For this exercise we have pre-calculated read counts per gene (according to Ensembl annotations) with commands like:

# Only given for reference, not supposed to be executed during the lab
samtools view accepted_hits_137_1.bam | sort > accepted_hits_prehtseq_137_1.sam
htseq-count -s no -q accepted_hits_prehtseq_137_1.sam Homo_sapiens.GRCh37.71.gtf > 137_1.counts

and combined the counts into a single table. You will import this table into R and use DESeq2 to get a list of differentially expressed genes. Download the table here.

We will just look at the 24h vs control comparison here rather than doing anything more complex.

Start R and load the DESeq2 package:

library(DESeq2)

If this does not work, you may need to go through the usual drill to install the package:

source("http://bioconductor.org/biocLite.R")
biocLite("DESeq2")

The actual analysis is rather simple, after you have set up the data you are going to feed to DESeq2. Start by reading the count_table.txt file. Of course you need to be in the same directory as the file for the following command to run cleanly:

counts <- read.delim("count_table.txt")

You may want to look at the table with commands like head(counts). Next, you need to create a table with information about the samples:

samples <- data.frame(timepoint = rep(c("ctrl", "t2h", "t6h", "t24h"), each=3))
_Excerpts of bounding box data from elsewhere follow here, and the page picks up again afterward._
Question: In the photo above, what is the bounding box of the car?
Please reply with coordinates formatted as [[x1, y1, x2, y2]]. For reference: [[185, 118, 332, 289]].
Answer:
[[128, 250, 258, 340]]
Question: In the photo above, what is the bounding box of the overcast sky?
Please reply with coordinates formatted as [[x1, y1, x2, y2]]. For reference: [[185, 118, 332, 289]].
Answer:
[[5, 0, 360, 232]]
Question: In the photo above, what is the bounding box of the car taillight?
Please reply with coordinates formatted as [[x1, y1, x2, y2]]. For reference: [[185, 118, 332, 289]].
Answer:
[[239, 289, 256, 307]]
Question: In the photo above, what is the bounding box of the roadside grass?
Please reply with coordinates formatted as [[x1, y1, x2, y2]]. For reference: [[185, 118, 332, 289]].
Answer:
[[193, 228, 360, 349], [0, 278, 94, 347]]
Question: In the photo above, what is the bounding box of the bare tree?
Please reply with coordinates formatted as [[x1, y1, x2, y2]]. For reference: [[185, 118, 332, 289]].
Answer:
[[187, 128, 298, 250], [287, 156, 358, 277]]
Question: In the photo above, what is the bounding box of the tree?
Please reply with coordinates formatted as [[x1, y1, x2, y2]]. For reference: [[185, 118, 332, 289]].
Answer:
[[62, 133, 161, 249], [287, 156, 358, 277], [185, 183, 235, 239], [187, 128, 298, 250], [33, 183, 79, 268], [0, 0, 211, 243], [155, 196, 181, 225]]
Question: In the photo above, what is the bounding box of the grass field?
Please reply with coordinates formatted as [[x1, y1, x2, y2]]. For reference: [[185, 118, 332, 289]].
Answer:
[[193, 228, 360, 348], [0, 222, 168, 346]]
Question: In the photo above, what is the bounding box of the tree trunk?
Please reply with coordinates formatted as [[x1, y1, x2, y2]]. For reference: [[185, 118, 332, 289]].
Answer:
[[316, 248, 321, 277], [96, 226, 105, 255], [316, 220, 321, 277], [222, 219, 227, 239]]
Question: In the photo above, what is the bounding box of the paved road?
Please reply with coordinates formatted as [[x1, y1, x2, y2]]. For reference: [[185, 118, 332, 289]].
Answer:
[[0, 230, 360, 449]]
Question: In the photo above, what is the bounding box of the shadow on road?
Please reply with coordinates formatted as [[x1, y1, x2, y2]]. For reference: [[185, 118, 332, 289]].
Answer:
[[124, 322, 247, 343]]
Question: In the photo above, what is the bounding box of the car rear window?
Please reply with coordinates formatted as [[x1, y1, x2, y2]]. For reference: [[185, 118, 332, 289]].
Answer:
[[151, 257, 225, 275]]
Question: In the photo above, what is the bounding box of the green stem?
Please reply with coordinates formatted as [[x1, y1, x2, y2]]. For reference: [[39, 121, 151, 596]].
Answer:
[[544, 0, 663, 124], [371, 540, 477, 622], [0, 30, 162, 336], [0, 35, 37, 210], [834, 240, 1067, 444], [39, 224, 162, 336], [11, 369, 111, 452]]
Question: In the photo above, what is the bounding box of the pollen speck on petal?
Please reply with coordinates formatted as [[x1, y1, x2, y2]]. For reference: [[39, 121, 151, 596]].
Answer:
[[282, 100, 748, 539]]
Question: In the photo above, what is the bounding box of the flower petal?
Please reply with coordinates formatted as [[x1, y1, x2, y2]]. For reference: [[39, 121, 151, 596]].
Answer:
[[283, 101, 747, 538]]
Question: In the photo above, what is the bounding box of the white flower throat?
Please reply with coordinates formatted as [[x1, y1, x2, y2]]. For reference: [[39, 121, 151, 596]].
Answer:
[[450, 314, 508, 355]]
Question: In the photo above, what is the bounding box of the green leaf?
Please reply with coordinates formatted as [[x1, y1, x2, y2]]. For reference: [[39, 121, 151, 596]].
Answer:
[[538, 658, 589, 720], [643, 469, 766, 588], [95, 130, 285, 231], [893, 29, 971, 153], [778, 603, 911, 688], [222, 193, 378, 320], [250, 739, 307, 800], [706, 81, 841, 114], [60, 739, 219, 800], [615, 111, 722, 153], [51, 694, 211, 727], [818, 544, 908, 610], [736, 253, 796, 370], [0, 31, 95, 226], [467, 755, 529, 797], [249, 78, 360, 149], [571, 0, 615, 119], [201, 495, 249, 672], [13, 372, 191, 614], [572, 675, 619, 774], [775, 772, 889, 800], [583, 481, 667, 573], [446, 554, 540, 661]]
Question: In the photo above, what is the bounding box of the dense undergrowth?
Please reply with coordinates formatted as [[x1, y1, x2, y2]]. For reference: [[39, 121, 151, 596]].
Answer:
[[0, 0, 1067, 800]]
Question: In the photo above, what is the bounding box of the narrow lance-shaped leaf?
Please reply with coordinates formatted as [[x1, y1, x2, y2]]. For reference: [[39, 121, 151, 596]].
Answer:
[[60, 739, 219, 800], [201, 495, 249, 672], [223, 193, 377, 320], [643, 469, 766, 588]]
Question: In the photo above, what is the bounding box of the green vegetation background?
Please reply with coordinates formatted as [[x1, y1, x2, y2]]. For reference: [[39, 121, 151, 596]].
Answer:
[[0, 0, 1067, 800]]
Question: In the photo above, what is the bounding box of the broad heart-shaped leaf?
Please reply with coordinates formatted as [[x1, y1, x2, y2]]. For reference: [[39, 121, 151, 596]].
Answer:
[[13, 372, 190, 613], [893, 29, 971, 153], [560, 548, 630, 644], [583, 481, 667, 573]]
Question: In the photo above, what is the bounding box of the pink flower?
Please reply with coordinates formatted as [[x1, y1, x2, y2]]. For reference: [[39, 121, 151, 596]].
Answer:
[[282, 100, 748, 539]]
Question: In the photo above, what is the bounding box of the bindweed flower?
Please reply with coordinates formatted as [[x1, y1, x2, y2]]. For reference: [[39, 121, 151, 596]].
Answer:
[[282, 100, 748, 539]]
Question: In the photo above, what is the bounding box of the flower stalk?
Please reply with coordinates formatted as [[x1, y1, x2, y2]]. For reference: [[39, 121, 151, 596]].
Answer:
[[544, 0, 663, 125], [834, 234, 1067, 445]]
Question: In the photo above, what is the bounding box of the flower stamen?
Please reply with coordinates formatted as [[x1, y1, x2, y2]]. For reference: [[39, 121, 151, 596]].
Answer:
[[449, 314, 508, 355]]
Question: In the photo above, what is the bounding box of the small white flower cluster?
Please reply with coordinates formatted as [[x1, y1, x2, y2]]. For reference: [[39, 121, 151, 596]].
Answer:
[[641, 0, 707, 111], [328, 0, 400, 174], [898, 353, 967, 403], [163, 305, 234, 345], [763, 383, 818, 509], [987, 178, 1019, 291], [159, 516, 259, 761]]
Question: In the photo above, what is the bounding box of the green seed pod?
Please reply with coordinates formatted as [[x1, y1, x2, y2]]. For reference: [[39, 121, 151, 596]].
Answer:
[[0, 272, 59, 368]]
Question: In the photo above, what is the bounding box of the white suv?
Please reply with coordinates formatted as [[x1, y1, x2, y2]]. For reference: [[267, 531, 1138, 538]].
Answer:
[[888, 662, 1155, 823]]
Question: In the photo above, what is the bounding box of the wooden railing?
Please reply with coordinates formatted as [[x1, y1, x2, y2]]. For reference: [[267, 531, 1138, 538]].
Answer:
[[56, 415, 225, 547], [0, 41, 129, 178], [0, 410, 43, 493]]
Look at the content of the data frame that you created. (Type the name of the object, samples, and press enter.) Note that the table only has one column, which indicates the time point for each of the 12 samples. For this simple experimental design, this is all we need: the timepoints define the groups that we wish to to compare. It doesn’t really matter what you call the groups, as long as the names are distinct. For example, we could have used “t0h” instead of “ctrl” for the first time point.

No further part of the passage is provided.